On the other hand, for the family and friends of Jesus gathered at Golgotha, the day was the worst they had ever known.  Wanting to block out the horrible sights and sounds, they remained, nevertheless, out of love.  We contemplate the Crucifixion two millennia later out of that same love and desire to show compassion.

Good Friday isn’t so much about what the scribes and elders or the Romans did to Jesus as it is about what Jesus does for us.  Jesus becomes one of us in every way but sin.  He takes on the human suffering that is just part of life. 

If you were always the last kid in your class to be picked to be on a team in school, Jesus was there with you, sharing your feelings of rejection and dejection.  If your family and friends think you’re crazy for following in Jesus’ footsteps, Jesus has been there, too.  His relatives thought he had lost his mind when he preached.  They drove him away.  Jesus wouldn’t have been on the Cross if he hadn’t been spurned by far more people than just his family in Nazareth.

If you’ve ever been betrayed by your spouse or a close friend, though you may not have realized it at the time, Jesus walked beside you.  One of his inner circle of friends sold him out for a few pieces of silver.  To add insult to injury, Judas did it with a kiss.  Yes, Jesus knows all about the pain of betrayal. 
Jesus knows about the bodily suffering we often experience.  He feels it on the Cross.  He shows it by admitting he’s thirsty hanging there under that hot Jerusalem sky.   If we open the eyes of our hearts, we can picture him sitting by every sick bed in the land. 

Jesus knows about suffering in spirit as well.  He understands when we grieve.  He grieved over Jerusalem, even shed tears over the city.  He wept for his friend Lazarus.  There’s no need ever to grieve alone, because Jesus is always there ready to comfort you.  Jesus also knows what the spiritual desolation we sometimes experience is about.  Here he is doing his Father’s will in emptying himself out for us, and he can’t feel his Abba’s presence.  God is never apart from us, but once in a while, we are unable to feel the Lord beside us.  Jesus calls out to his Father in the words of the psalmist, “Why have you abandoned me?”

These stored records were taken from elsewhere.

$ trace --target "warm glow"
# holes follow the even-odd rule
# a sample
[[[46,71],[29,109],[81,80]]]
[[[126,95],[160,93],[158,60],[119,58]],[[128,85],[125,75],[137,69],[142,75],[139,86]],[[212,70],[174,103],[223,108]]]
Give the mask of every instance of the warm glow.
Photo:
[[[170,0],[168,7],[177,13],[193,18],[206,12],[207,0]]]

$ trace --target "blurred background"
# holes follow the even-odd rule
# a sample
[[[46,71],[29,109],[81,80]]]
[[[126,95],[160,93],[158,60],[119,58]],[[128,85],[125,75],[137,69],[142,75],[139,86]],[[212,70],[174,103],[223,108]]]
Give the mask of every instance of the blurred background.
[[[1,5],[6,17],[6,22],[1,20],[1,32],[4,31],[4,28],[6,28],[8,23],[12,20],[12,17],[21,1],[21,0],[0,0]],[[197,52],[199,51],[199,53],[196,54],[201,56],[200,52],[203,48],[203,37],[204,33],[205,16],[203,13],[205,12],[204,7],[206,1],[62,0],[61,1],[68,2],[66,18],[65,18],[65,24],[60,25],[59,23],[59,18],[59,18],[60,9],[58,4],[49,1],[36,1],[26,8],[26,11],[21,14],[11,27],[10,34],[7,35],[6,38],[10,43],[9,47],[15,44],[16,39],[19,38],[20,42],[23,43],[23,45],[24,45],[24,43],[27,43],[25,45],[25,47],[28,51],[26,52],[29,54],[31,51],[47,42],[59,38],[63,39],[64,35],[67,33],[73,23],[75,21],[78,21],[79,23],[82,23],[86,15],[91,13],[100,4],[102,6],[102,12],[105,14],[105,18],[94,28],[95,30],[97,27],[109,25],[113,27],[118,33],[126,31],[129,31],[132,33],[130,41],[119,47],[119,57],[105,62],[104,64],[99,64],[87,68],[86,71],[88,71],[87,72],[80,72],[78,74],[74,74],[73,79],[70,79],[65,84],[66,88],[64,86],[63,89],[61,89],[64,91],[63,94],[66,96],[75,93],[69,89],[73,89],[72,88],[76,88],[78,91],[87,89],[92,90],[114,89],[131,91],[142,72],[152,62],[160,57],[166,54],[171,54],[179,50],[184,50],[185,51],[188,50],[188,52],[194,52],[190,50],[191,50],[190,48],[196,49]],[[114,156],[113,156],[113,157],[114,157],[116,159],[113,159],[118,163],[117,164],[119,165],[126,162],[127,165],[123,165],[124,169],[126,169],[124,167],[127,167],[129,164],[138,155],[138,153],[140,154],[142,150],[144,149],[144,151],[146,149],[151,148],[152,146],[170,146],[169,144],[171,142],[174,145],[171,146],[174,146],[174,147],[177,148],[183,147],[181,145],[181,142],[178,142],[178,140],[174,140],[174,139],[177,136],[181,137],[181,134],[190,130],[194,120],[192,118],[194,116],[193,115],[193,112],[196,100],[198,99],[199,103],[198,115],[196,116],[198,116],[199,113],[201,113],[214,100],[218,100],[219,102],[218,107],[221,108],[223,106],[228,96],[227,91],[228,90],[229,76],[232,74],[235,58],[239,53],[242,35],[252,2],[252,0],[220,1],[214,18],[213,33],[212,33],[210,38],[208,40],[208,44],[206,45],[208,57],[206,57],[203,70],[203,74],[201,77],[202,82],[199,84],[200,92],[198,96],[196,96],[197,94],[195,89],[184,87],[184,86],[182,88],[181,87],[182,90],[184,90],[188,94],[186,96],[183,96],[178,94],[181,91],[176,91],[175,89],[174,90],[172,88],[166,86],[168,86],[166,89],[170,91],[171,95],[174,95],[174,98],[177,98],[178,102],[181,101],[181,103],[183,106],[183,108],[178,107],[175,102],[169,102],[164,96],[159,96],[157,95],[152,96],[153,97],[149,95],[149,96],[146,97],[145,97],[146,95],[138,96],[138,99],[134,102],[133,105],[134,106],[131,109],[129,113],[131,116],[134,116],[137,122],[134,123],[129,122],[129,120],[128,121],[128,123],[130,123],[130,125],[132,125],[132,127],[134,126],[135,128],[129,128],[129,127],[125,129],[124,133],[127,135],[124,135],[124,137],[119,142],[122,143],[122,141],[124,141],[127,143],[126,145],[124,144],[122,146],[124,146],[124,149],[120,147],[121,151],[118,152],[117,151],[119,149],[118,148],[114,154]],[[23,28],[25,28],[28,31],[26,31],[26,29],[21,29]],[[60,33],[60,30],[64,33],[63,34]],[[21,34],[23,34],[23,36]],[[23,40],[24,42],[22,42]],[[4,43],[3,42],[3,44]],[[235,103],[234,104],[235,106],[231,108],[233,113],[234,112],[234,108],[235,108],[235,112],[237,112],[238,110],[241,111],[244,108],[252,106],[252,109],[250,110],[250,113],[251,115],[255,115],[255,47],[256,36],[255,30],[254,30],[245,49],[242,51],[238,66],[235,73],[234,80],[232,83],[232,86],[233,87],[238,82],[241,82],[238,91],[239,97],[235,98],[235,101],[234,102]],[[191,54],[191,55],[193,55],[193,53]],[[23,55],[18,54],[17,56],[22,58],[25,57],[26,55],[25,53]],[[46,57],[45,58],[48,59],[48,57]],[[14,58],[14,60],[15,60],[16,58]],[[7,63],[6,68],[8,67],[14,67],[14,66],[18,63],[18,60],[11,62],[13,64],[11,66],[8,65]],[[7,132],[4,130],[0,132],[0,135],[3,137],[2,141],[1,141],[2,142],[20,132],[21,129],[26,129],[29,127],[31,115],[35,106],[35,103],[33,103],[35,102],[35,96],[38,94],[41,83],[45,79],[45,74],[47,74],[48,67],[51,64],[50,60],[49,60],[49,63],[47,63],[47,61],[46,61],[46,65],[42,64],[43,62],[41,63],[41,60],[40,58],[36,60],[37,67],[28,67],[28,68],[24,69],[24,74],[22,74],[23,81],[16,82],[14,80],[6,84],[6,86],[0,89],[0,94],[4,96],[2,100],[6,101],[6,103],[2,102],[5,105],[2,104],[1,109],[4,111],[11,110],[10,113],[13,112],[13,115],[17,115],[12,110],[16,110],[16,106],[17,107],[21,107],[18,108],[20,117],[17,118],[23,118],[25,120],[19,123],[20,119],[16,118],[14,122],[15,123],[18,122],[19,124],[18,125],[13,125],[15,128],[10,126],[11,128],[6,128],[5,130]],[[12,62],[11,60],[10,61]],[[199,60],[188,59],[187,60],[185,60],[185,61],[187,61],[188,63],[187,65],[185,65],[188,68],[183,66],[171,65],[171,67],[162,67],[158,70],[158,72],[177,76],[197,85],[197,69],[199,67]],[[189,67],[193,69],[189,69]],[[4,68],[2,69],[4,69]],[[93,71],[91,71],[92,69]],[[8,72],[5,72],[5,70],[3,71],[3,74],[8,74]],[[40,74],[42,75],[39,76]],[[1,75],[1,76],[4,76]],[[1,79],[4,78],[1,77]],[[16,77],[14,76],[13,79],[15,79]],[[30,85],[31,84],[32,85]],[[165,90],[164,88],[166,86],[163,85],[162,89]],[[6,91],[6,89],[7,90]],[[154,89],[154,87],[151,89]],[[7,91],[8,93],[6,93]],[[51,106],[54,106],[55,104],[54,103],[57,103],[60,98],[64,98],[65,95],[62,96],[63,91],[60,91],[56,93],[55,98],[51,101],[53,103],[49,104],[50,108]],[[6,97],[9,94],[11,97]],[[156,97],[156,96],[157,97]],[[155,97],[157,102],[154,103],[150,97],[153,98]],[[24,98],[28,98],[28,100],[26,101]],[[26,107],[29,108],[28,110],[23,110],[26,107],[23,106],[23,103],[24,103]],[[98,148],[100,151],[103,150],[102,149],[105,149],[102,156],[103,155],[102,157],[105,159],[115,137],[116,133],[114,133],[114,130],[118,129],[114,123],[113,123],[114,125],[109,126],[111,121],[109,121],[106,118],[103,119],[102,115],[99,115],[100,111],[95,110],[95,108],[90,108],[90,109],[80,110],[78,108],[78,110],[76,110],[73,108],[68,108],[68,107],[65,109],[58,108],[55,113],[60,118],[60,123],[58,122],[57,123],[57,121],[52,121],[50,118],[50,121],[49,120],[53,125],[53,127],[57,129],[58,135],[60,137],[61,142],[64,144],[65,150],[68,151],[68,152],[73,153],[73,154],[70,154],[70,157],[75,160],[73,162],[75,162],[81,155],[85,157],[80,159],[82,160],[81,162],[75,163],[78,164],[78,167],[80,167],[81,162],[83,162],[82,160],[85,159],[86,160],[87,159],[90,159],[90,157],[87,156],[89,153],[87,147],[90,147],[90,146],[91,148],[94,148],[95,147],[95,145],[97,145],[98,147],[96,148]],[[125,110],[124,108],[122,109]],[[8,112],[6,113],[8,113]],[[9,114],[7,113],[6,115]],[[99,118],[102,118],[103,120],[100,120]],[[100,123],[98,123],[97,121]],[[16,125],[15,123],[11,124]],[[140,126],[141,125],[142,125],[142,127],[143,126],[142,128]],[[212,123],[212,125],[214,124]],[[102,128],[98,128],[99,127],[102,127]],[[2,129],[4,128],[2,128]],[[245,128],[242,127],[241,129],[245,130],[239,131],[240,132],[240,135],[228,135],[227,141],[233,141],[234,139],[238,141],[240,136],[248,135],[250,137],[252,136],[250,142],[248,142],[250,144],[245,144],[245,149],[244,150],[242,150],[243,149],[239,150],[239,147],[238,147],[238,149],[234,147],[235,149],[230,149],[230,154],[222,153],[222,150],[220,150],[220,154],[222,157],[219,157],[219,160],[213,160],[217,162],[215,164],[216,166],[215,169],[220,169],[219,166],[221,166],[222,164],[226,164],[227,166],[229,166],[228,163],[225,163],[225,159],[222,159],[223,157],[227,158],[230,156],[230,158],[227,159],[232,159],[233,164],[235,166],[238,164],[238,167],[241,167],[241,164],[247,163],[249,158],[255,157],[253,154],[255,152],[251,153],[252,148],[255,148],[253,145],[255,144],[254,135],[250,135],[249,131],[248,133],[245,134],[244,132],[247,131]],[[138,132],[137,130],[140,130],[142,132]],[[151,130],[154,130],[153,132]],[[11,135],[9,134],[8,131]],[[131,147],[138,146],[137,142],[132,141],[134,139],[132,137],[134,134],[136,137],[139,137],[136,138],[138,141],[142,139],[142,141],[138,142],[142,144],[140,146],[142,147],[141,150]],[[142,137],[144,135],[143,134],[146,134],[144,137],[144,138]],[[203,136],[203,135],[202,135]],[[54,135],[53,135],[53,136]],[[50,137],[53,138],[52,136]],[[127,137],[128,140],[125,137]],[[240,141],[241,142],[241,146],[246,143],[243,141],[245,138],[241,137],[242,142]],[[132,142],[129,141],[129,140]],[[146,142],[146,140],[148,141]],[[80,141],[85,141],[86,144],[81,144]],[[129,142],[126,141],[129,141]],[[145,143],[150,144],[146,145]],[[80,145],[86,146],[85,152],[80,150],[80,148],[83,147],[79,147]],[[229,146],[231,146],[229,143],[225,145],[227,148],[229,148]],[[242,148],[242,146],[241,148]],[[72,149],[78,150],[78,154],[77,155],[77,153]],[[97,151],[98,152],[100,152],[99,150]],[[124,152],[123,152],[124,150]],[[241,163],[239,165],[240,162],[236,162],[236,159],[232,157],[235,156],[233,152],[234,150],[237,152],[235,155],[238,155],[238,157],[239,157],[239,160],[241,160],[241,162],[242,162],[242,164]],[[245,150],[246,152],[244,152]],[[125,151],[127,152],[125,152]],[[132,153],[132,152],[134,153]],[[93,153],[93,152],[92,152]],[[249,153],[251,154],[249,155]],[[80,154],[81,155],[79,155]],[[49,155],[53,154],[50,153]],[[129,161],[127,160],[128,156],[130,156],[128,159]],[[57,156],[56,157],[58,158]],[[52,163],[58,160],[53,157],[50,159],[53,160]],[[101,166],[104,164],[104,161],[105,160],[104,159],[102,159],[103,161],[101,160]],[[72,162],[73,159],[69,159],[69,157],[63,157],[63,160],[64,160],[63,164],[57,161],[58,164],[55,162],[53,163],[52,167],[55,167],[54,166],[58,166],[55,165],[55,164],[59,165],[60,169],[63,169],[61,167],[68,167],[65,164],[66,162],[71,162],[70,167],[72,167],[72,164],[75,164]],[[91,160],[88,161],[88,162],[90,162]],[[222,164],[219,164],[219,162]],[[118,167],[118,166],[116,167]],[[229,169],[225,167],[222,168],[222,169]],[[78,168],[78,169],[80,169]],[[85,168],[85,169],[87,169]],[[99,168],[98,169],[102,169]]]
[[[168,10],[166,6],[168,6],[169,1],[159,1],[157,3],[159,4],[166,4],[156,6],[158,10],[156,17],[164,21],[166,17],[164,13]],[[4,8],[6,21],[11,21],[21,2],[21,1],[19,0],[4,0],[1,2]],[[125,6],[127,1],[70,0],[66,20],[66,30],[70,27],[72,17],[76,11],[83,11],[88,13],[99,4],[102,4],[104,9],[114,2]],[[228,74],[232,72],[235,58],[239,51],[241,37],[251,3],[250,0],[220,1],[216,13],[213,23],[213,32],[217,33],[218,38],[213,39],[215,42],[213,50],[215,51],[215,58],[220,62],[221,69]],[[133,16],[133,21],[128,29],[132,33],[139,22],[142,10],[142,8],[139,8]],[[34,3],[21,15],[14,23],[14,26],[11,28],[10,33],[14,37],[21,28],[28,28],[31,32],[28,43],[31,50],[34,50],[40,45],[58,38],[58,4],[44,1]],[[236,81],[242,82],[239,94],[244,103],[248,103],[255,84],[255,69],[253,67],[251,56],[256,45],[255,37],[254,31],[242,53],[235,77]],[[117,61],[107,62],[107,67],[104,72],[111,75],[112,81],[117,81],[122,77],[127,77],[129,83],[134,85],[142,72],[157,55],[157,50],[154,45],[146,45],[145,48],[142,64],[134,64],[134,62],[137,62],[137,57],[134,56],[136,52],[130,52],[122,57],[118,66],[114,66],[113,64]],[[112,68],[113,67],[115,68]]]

The Cross is all about Jesus’ love for us and his solidarity with us in our humanity.  That such a hideous tool of death becomes the ultimate symbol of love and that from such suffering comes the offer of redemption and new life are among the greatest paradoxes of our faith. 


Spend some time today contemplating Jesus on the Cross.  Open your hearts to receive the love offered and offer your own gift of love to Jesus in return.